Sansouci had spilled as many guts as he was going to this session, I figured. I might as well find out how personally dangerous he was.
He leaned back. "You still have a little blood on your lip."
"How careless of me." I pulled out the tiny, mirrored lipstick case that fit so well into one of the police belt's pockets, then dabbed at my lower lip with the tip of my little finger. It burned.
I checked Sansouci. He was sitting back looking stoic, but intent. I imagined he'd looked like this when he had witnessed the "preview" of my enforced Gehenna "act" with Madrigal.
I'd been magically suspended in air, nude, with a huge boa constrictor twining my legs and torso to hide the naughty bits. Madrigal had bent down as if to kiss me and instead extracted a ruby-jeweled apple from my mouth. Decadent remnants of Eve and Eden and the serpent and apple would certainly appeal more to a long-lived vampire like Sansouci than the werewolf nation.
I opened my tiny Lip Venom bottle, tilted it upside down on my fingertip, and dabbed it over my lower lip, painting on a stinging, sparkly swath of juicy cherry red over my nicked skin.
"Nice," he said. "I can smell the spices from here. They mix well with your blood type and natural female-in-heat scent."
My pulse raced again. The trouble with trying to seduce someone just a little is you can seduce yourself a lot. I'd assumed werewolves and vampires would have extra-sensitive senses of smell. I didn't know it was this keen until he'd told me.
"So how do you get your blood suppers? You're not into butchered animal byproducts-?"
"Shut your mouth! I have a harem." He sounded satisfied and smug, like a man trying to impress a new girl.
Okay. I could feel myself looking shocked. But that didn't ruin the moment.

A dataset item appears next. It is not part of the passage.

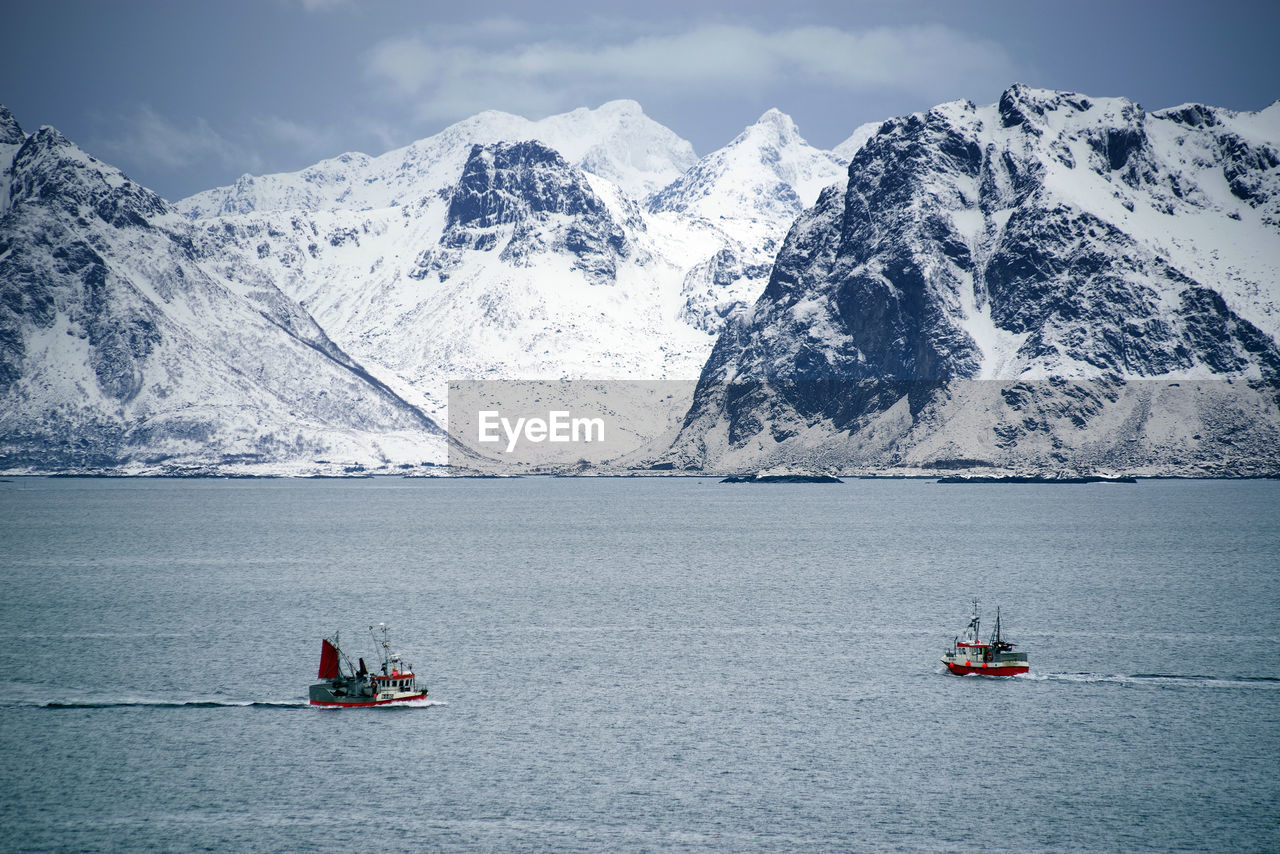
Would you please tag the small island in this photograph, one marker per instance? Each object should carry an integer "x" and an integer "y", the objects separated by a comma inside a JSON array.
[
  {"x": 784, "y": 478},
  {"x": 1034, "y": 479}
]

If anything, it got him explaining more.
"A daylight vampire has twenty-four hours to feed. No need to drain any single…source… to death. Just a shallow bite, a few minutes or hours of slow, sweet sucking and fucking and I'm good to go until the next assignation. No one loses anything but time."
"They must come to you, since you're on call with Cicereau."
"Sure. You want I should pencil you in?"
"I'm not a serial supper."
"For you, I've got time for a six-course meal with a selection of appetizers and desserts."
Girl! Irma was frantic. You have got to let me loose in this town. You don't want to be the six-course buffet, let me at it!
"Still can't hide the fact that it's a one-way street, Sansouci. They give and you take."
"I give too," he said.
I chose not to examine that claim. "Thanks for explaining a few things." It's always good policy to appreciate a source.